В ПУТЬ ПО МЕРИДИАНУ


Памир или не Памир?

Хороню отвечать на вопросы, ответы на которые уже найдены. Хуже, когда ответа пока нет и найти его предстоит самому.

С одним из таких вопросов мне пришлось столкнуться в самом начале моей работы на Памире. На Западном Памире. Под таким названием он фигурирует на всех картах. А именно с карт геоботаник начинает знакомство со страной. На многих картах растительности Западный Памир был закрашен в зеленый цвет горных лугов. Прямо из Гиссаро-Дарваза, с которым мы уже знакомы, горные луга на картах протягивались в пределы Западного Памира, и зеленая краска заливала склоны хребтов до самой снеговой линии, выше которой снега летом в горах уже не тают. Получалось, что Гиссаро-Дарваз и Западный Памир в геоботаническом отношении одно и то же. И в почвенном отношении, так как на почвенных картах Западный Памир представлял собой сплошное зеленое пятно горно-луговых почв.

К востоку же от этих зеленых пятен, в пределах Восточного Памира, на обеих картах — почвенной и геоботанической — были обозначены пустыни: и растительность пустынная, и почвы тоже пустынные, такие же, как на равнинах Средней Азии. А совсем рядом, на Западном Памире, — луга. Получалось, что самая влаголюбивая в Средней Азии (луговая) и самая засухоустойчивая (пустынная) растительность непосредственно контактируют друг с другом. На редкости необычное сочетание! Это было очень интересно, даже загадочно, и я с нетерпением ждал поездки на Памир, чтобы самому во всем этом разобраться. А тем временем продолжал изучать карты и литературу.

Научная литература оказалась тоже с загадками. Оказывается, далеко не все признавали Западный Памир Памиром. Еще в 1885 году сосланный в Ташкент за революционную деятельность горный инженер Д. Л. Иванов, изрядно поездив по Памиру, написал несколько статей, в которых обратил внимание ученых на то, что в этой горной стране ость две части, совершенно не похожие друг на друга. Одна часть — это нагорье, которое мы теперь называем Восточным Памиром. Здесь и суше, чем в прилегающих с запада горах, и абсолютные высоты днищ долин больше, и народ там живет кочевой — киргизы, и лесов там нет. А к западу от нагорной части Памира долины углублены на несколько (иногда до четырех) километров, узки, в них растут леса, на склонах — луга, и климат там влажнее, и народ там оседлый — земледельцы-таджики. И на основании такой непохожести территорий Д. Л. Иванов предложил считать Памиром только восточную часть этой страны, слабо рассеченную реками, высокогорную, пустынную, сухую. Горы же к западу от нагорья Д. Л. Иванов предложил Памиром не считать, поскольку там все устроено по-другому.

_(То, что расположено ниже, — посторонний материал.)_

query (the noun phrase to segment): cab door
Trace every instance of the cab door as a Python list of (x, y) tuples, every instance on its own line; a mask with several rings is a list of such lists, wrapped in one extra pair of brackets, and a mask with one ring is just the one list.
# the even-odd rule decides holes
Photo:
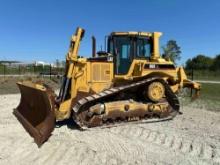
[(130, 37), (115, 37), (115, 74), (127, 74), (133, 59), (131, 43)]

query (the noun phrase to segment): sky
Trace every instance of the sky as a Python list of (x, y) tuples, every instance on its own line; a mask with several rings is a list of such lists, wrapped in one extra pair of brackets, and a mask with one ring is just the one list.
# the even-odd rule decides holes
[(0, 60), (65, 60), (69, 40), (86, 30), (79, 54), (91, 56), (112, 31), (159, 31), (181, 47), (180, 65), (220, 54), (219, 0), (0, 0)]

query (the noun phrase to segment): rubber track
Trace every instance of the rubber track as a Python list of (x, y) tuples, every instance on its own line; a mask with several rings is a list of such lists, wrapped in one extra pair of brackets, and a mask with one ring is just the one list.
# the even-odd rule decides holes
[[(142, 85), (147, 85), (151, 82), (159, 81), (161, 82), (165, 87), (165, 95), (167, 102), (172, 107), (173, 112), (170, 114), (171, 117), (168, 117), (167, 119), (172, 119), (176, 116), (180, 109), (180, 104), (177, 96), (172, 92), (169, 85), (161, 78), (154, 77), (154, 78), (148, 78), (142, 81), (138, 81), (129, 85), (119, 86), (119, 87), (113, 87), (107, 90), (104, 90), (100, 93), (96, 93), (87, 97), (84, 97), (77, 101), (75, 106), (72, 108), (73, 113), (77, 116), (78, 114), (87, 111), (90, 106), (97, 104), (98, 102), (103, 102), (106, 98), (110, 96), (114, 96), (119, 94), (120, 92), (125, 92), (128, 90), (131, 90), (132, 88), (136, 88)], [(164, 119), (162, 119), (164, 120)], [(166, 119), (165, 119), (166, 120)], [(154, 122), (161, 121), (161, 119), (157, 119)], [(82, 125), (79, 121), (75, 121), (78, 125)]]

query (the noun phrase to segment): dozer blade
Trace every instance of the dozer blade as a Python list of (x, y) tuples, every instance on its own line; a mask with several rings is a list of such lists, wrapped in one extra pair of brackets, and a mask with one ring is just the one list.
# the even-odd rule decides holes
[(17, 83), (21, 100), (14, 115), (40, 147), (51, 135), (55, 126), (53, 91), (30, 81)]

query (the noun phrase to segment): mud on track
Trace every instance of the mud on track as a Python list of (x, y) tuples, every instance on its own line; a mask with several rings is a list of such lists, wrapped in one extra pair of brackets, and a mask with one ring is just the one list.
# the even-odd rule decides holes
[(88, 131), (56, 128), (40, 149), (12, 115), (18, 95), (0, 95), (0, 164), (220, 164), (220, 113), (183, 115)]

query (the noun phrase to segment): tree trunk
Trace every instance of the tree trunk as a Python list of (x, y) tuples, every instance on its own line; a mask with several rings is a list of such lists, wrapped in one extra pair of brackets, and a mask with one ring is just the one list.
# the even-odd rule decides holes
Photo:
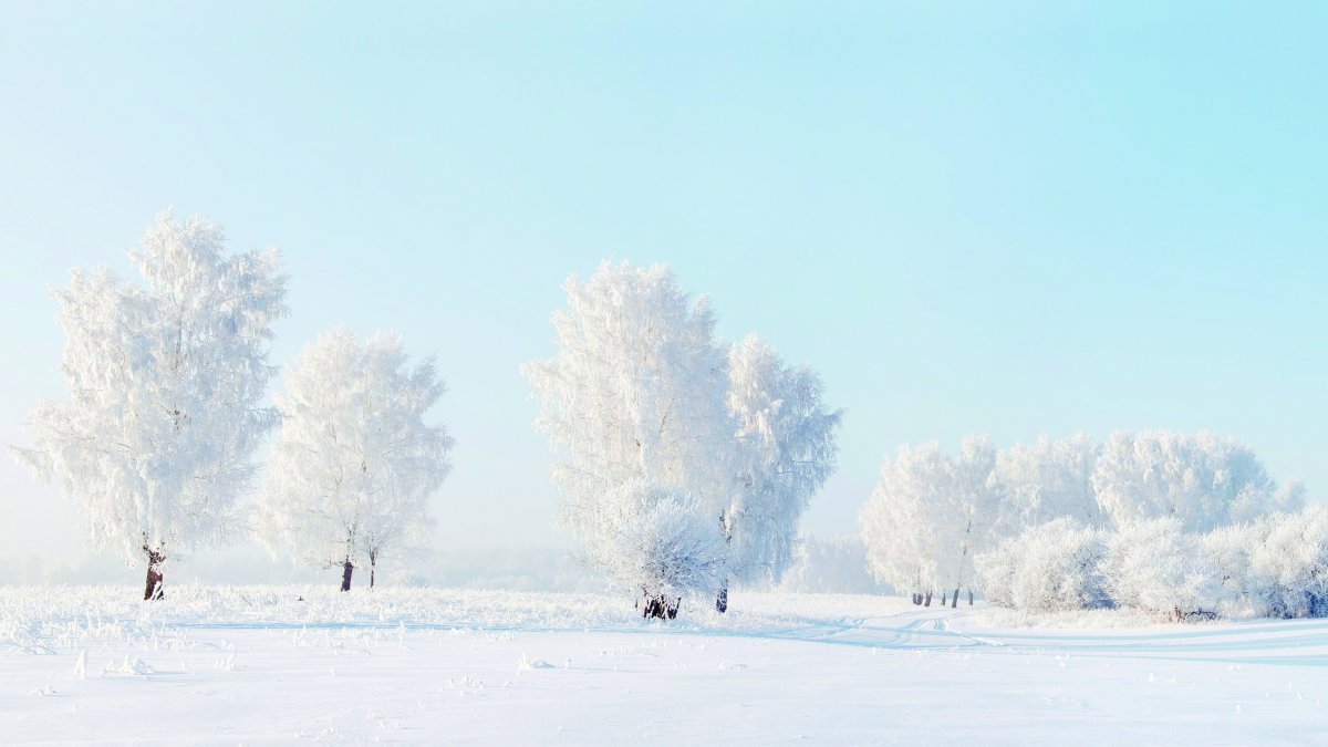
[(652, 597), (645, 599), (645, 606), (641, 609), (641, 617), (652, 617), (656, 619), (673, 619), (677, 617), (677, 607), (683, 605), (683, 598), (679, 597), (673, 603), (669, 603), (664, 595)]
[(355, 573), (355, 564), (351, 562), (351, 558), (345, 558), (345, 565), (341, 566), (341, 590), (343, 591), (349, 591), (351, 590), (351, 574), (352, 573)]
[(147, 586), (143, 589), (143, 599), (165, 599), (162, 564), (166, 562), (166, 556), (157, 550), (149, 550), (146, 545), (143, 552), (147, 553)]

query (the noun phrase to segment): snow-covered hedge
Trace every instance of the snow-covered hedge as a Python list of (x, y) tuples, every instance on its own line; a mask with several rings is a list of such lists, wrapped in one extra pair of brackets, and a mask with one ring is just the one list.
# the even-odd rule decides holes
[(1024, 611), (1129, 607), (1170, 619), (1328, 617), (1328, 509), (1208, 533), (1177, 518), (1114, 532), (1068, 518), (976, 560), (987, 598)]
[(1110, 606), (1102, 578), (1102, 533), (1069, 518), (1033, 526), (977, 558), (992, 603), (1028, 611)]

Чем больше я углублялся в специальную литературу, тем становилось интереснее. В 1903 году в Петербурге вышла в свет книга «Флора Памира», написанная ботаником Ольгой Александровной Федченко. Это была героическая женщина — жена и спутник по экспедициям известного исследователя Средней Азии, натуралиста-зоолога Алексея Павловича Федченко, именем которого назван крупнейший в нашей стране горный ледник, известный по учебникам любому школьнику. На приложенной к «Флоре Памира» карте Памир был оконтурен красной линией. Линия окаймляла только нагорье, то есть Памир в том самом объеме, в котором его понимал Д. Л. Иванов. К западу же от нагорного Памира стояла надпись «Памиро-Алай», в который входили не только Западный Памир, отмеченный ныне на всех картах, но и Гиссаро-Дарваз, и горы Кухистана — все вместе. А нагорный Памир — отдельно.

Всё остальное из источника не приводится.